Is Gives Way to Ought

How can we know everything will be all right?

This is a child’s question I have refused to outgrow. As I’ve written before, I struggle greatly with anxiety about not only the future, but the certain assurance of my faith, and exactly what the hoped-for eternity actually will be like. A large measure of this feels tied to ways I might be unwilling to change, the so-called nonfungibility of aesthetics – the idea I struggle to write off that, if people can refuse repentance because they love what is wrong, then there must be some uniqueness to the wrong, the love of which is not present in the perfected soul – and that frightens me, both because of the prospect of having seemingly alien preferences, the idea of any particularity being lost, and probably as a sort of defensive excuse to explain my reluctance to grow. I fixate on this anxiety about the Christian eschaton more than others, because its concerns still obtain in any sort of theology I find convincing, and because it feels more selfish and less defensible than any other objection one could have, so I need to make it visible. Whether this is more out of a fear of misleading people into jumping too quickly to reassure me, or out of a desire to extract some stronger form of encouragement that will allow me to feel safer with less change, I am not sure.
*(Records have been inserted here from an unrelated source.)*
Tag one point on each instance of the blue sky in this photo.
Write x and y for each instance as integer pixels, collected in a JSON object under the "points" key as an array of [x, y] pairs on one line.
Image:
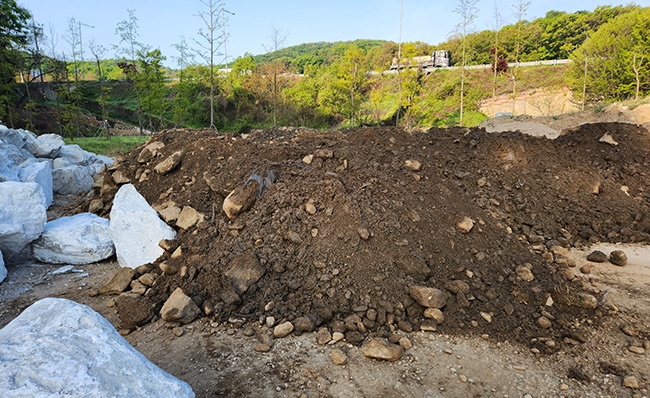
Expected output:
{"points": [[163, 22]]}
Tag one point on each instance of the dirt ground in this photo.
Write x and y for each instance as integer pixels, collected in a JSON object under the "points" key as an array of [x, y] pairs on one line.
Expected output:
{"points": [[352, 222]]}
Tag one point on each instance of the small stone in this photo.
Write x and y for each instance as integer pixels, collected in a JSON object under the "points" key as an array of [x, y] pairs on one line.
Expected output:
{"points": [[597, 257], [524, 273], [323, 336], [586, 300], [631, 382], [310, 208], [544, 322], [587, 268], [405, 343], [413, 165], [178, 331], [118, 283], [487, 317], [381, 349], [338, 357], [283, 330], [618, 257], [363, 233], [466, 225], [435, 314]]}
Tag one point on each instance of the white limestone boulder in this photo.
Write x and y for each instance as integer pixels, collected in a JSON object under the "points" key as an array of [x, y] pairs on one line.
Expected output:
{"points": [[80, 239], [3, 269], [22, 215], [57, 347], [41, 174], [136, 229], [45, 146], [72, 179]]}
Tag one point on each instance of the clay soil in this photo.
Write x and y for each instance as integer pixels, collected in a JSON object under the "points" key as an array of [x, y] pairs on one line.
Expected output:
{"points": [[351, 223]]}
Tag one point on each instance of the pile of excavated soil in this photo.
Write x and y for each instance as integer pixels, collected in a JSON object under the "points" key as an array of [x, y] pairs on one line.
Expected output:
{"points": [[349, 226]]}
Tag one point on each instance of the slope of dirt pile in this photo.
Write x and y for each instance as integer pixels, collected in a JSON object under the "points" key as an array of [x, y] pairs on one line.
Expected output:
{"points": [[352, 222]]}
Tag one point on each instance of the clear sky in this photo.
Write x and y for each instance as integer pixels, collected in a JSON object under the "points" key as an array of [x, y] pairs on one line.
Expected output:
{"points": [[163, 22]]}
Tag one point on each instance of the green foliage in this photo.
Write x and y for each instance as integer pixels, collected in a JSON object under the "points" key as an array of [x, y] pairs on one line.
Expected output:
{"points": [[616, 59], [117, 145]]}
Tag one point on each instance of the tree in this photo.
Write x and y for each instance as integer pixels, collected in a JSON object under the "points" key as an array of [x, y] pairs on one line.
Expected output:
{"points": [[520, 10], [13, 34], [275, 67], [211, 42], [127, 31], [467, 11]]}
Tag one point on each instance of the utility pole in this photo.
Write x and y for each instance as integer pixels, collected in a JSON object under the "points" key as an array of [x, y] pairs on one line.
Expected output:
{"points": [[81, 48], [225, 36], [399, 60]]}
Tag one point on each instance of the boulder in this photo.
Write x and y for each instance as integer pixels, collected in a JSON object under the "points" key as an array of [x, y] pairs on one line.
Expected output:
{"points": [[41, 174], [80, 239], [3, 269], [22, 215], [72, 179], [45, 146], [179, 308], [136, 229], [58, 347]]}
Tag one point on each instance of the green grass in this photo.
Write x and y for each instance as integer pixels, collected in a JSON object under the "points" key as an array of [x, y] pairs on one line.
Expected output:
{"points": [[115, 146]]}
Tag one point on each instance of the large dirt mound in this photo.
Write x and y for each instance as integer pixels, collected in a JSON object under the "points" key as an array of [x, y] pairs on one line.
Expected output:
{"points": [[352, 223]]}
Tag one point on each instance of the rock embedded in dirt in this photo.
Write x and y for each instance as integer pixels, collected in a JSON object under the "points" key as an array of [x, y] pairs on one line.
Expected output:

Thankfully as I get older I begin to be grateful for the ways in which I am changing, even those areas I feared to grow in in the past. I cannot myself resolve the seeming contradictions in my faith. On the one hand, the insistence that everything has to be all right in order for the promise news to be Good, which immediately splits into the question of how can everything seem all right to me and also be all right from God’s perspective, given my warped lens. I want not only to have and eat cake, but also to have the experience of not eating it; to not miss any possible permutation of experience, and yet to only live one meaningful life; to taste every substance, and yet not taste the foul or poisonous. When people are cruel and hurtful, I want them stopped and brought to justice; but I also fear the idea that anyone would be punished, and I often feel that no one should suffer, and everyone should by rights be able to have an assurance of safety. And even my righteous indignation is a contradiction, because I am dimly cognizant of my own wrongdoings in the same vein.
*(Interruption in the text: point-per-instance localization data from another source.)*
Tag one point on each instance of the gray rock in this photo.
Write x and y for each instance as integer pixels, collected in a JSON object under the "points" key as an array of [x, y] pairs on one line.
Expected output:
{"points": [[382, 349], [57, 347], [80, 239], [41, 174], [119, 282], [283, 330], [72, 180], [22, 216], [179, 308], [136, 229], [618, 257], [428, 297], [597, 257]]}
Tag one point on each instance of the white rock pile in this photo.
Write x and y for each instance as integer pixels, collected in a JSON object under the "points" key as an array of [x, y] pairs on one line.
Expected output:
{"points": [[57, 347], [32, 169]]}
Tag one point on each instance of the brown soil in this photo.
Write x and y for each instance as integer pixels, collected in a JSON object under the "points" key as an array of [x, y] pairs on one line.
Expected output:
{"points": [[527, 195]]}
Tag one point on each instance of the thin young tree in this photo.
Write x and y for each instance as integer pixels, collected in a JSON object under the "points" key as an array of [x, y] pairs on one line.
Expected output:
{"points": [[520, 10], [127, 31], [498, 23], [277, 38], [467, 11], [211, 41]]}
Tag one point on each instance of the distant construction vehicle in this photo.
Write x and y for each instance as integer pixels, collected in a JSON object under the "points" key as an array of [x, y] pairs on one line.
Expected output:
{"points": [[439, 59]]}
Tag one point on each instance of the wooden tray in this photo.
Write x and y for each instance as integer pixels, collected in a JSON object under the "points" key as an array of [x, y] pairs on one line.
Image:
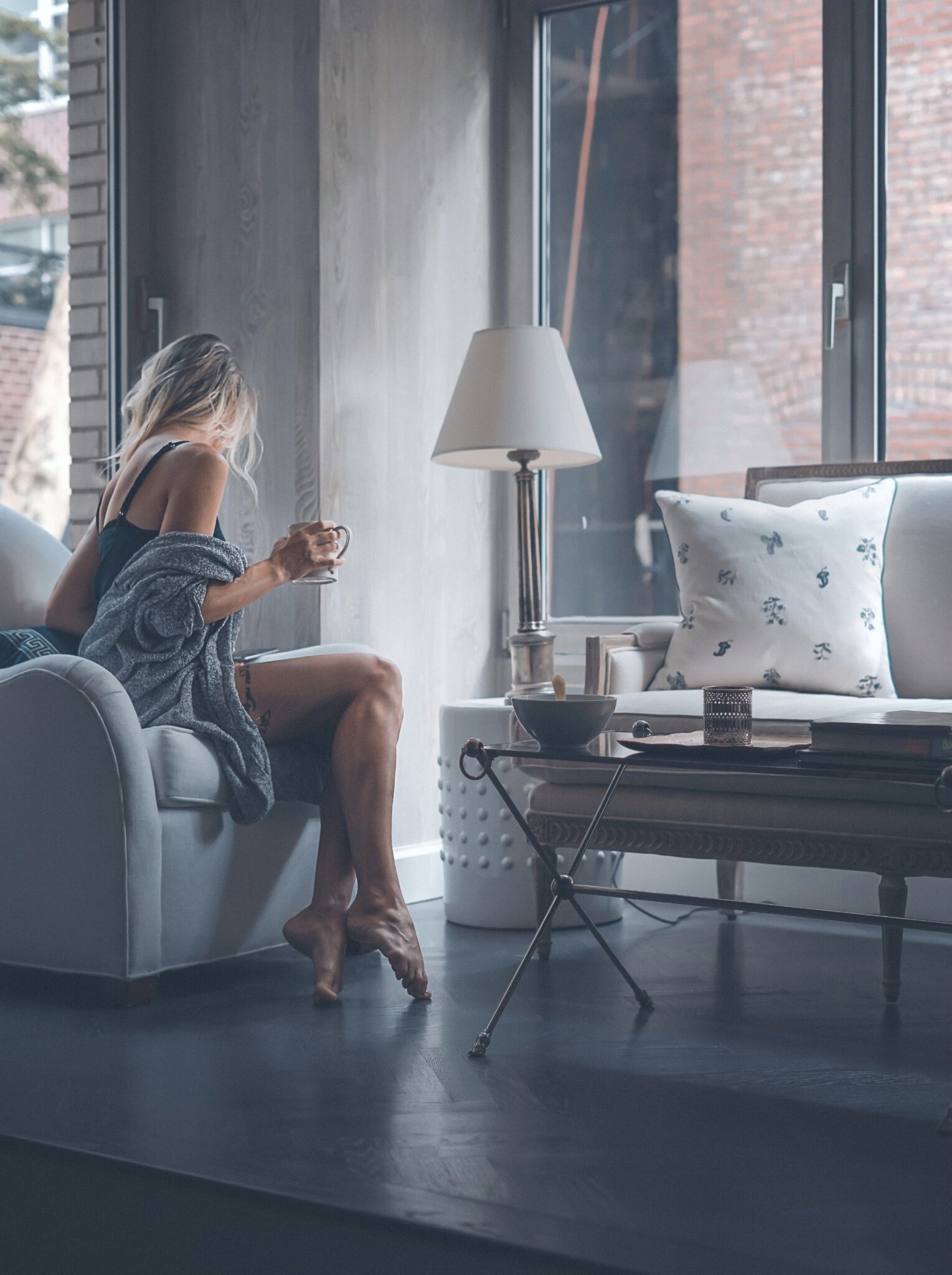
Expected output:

I ramble. I apologize for the vague confusion. In plain terms, I put my hope in Christ, but still worry in doubt that some sanctifying sacrifice will be required to emerge from even the Christian universalist George MacDonald’s purifying fire and fully enjoy God. I keep looking for the catch. I don’t think I can firmly resolve all of this here, now; all I can do is live in spite of the doubt, traveling in the way of trust even when it is absent. But I do think there is a way out, in the symbols of this holy season. In the inescapable death on the Cross and the seemingly impossible emptying of the tomb, things which seem contradictory find reconciliation; the circle is squared, what Is collapses into what Ought to be, as we round the corner into eternity.